Mimicking nature as best as it can, it filters runoff from its natural drainage basin — 330 acres of mostly residential neighborhood. The beneficiary is a mile or so to the east: the South River, which flows through the city and eventually to the Shenandoah’s South Fork 15 miles away.

This constructed wetland works by forcing runoff to cascade gradually downhill through an array of three ponds — four, if you count the highest elevation, the “sediment forebay,” which captures mud from the runoff before it enters the vegetated ponds. According to Waynesboro’s stormwater manager, Trafford McRae, the city will likely have to dredge the forebay every two to three years.

By the time the water reaches the bottom pond and is piped to the river, it has spent enough time in the wetland to allow natural processes — chiefly absorption in the underlying soil and mud, uptake by plants and microbial processes — to remove most of the polluting nutrients.
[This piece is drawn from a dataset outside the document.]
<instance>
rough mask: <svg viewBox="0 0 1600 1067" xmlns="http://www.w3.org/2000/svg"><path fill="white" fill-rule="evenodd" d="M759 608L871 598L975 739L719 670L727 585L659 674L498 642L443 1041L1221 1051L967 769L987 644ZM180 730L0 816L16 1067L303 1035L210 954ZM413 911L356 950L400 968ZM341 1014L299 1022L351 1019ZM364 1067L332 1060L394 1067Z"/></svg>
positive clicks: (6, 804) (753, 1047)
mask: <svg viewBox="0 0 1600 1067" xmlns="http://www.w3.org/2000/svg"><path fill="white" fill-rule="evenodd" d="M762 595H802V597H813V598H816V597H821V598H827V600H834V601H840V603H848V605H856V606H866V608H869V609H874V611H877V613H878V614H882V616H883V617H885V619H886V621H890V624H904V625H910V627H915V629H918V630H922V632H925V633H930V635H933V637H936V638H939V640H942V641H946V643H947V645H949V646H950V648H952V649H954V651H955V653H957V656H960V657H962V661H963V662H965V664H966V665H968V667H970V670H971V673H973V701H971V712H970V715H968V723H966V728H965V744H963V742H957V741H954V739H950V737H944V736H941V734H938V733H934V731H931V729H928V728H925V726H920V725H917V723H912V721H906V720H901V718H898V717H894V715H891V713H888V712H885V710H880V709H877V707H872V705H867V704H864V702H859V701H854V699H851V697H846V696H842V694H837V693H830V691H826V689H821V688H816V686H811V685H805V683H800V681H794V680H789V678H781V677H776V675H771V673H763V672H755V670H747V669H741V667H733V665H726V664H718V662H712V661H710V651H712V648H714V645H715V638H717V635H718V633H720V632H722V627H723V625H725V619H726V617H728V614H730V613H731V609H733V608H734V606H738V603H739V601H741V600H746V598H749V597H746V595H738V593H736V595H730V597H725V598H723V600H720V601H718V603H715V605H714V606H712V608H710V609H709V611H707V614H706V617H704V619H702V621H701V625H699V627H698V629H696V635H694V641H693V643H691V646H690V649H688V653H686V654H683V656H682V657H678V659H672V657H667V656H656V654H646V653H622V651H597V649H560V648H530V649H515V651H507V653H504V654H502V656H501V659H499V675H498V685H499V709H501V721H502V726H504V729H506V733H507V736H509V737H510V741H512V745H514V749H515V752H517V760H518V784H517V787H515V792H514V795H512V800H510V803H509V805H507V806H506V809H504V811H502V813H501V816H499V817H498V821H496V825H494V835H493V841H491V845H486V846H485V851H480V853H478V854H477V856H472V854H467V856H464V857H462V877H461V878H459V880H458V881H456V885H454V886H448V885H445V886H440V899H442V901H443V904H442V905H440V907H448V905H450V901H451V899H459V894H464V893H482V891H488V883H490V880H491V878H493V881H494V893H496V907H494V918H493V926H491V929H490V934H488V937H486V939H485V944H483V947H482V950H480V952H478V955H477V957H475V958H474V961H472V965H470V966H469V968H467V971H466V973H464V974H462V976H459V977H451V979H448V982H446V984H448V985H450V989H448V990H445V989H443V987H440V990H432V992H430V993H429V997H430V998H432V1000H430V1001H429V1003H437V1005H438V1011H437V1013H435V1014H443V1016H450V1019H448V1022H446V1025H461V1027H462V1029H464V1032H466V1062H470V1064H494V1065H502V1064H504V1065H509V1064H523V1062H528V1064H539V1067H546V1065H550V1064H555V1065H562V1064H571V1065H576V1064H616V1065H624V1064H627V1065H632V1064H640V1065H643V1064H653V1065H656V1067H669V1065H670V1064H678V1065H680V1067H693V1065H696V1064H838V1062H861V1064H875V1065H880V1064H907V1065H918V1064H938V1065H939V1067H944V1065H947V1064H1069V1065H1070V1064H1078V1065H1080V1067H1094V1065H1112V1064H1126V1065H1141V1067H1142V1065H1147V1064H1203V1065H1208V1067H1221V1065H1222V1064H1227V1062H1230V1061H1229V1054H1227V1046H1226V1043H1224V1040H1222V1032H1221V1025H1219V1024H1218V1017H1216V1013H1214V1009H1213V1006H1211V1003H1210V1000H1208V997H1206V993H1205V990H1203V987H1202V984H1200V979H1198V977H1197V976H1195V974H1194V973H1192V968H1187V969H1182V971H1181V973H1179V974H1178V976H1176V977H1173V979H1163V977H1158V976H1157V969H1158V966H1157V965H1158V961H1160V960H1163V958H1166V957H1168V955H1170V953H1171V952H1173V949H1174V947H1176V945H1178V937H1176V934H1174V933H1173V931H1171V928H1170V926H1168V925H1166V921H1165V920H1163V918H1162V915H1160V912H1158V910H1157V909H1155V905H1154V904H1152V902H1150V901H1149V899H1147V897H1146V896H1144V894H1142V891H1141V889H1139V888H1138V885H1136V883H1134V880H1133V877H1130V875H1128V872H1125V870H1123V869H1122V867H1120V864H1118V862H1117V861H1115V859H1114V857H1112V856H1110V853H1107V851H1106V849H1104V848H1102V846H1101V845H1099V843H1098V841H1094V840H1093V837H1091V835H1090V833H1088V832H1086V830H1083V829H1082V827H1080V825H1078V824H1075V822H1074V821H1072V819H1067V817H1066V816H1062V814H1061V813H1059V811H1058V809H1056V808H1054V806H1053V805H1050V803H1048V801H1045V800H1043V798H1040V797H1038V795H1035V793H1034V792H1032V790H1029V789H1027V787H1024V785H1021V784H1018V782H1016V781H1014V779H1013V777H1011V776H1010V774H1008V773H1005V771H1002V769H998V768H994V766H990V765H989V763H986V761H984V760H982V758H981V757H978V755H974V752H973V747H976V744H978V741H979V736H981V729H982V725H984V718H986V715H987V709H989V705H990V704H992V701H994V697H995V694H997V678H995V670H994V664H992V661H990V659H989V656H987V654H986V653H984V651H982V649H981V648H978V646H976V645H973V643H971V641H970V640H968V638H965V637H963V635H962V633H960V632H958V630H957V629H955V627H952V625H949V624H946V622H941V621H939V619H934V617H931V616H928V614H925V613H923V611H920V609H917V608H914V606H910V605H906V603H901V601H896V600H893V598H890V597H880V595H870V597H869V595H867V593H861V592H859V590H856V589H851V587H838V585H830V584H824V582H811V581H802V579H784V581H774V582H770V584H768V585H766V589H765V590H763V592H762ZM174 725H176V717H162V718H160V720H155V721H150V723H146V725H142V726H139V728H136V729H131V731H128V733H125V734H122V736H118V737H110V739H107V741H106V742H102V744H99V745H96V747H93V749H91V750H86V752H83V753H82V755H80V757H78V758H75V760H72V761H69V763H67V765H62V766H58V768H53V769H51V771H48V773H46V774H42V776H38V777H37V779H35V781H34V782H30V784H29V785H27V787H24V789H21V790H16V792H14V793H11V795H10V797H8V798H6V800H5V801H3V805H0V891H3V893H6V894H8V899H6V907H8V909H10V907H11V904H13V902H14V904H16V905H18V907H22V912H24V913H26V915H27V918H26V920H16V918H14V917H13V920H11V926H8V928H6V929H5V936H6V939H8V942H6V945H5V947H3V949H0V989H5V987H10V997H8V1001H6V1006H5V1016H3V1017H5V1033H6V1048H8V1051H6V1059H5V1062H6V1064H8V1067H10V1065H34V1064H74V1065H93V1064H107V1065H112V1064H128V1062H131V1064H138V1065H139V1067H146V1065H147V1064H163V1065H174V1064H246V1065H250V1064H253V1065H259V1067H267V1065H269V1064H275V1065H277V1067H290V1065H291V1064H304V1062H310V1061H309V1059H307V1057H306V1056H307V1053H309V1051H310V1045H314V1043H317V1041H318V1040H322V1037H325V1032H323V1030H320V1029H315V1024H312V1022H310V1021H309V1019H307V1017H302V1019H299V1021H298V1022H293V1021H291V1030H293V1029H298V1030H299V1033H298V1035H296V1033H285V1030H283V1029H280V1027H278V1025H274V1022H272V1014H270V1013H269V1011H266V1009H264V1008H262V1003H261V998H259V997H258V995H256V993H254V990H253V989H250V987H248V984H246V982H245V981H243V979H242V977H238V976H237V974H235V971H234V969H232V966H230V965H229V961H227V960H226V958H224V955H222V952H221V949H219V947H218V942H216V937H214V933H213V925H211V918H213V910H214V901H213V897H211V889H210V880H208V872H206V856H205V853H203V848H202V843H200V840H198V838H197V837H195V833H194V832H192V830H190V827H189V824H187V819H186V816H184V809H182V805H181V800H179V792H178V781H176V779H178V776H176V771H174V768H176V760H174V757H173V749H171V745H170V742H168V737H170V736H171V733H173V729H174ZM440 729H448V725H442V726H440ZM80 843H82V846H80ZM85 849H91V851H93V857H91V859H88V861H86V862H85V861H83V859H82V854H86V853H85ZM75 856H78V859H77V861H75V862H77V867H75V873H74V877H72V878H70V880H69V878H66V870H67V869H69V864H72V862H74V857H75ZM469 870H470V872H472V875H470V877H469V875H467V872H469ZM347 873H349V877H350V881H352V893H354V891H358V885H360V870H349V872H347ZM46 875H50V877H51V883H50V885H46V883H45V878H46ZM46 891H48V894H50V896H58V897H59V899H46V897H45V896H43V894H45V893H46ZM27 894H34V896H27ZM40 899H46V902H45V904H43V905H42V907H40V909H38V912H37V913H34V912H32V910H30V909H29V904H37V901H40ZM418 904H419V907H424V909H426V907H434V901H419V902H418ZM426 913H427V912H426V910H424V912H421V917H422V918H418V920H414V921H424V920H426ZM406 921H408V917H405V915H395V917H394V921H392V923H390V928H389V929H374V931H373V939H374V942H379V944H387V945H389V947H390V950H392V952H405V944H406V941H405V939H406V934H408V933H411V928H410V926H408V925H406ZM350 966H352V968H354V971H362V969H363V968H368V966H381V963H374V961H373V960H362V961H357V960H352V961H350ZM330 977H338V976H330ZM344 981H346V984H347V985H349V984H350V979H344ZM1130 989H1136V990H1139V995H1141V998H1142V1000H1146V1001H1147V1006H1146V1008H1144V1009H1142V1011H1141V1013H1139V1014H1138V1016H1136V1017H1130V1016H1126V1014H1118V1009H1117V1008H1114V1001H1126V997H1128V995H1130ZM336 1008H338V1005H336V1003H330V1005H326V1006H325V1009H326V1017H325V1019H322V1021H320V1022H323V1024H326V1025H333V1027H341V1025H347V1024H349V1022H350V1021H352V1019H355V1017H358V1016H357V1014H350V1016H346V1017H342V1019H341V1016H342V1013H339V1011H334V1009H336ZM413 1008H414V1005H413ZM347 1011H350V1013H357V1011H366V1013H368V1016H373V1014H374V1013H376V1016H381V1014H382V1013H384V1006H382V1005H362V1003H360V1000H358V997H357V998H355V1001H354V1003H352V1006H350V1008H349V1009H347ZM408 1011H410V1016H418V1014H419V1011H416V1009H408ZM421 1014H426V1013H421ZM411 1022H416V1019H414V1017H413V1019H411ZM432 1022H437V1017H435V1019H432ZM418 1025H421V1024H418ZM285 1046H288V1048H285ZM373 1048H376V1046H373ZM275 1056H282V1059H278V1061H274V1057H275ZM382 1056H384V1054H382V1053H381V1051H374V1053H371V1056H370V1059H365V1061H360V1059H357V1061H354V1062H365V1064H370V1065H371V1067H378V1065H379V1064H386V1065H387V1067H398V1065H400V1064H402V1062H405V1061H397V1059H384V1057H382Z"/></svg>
Built on what had been a grassy “detention basin,” or large stormwater collection pond, in the city’s Jefferson Park neighborhood, the new wetland is expected to remove around 300 pounds of phosphorus and 1,700 bounds of nitrogen annually from the runoff that passes through it. That’s a very small fraction of Waynesboro’s total nutrient contribution to the river, but it’s moving the city in the right direction, according to McRae.

The $1.6 million project was funded by a grant from the Virginia Department of Environmental Quality’s Stormwater Local Assistance Fund and a low-interest loan from the DEQ’s Virginia Clean Water Revolving Loan Fund.

Waynesboro is the first city in the valley to take on a stormwater project of this kind, though it might be the last to do so with help from the state, at least for the time being. Virginia legislators earlier this year, looking for places to tighten the state’s budget, chose not to renew stormwater local-assistance funding.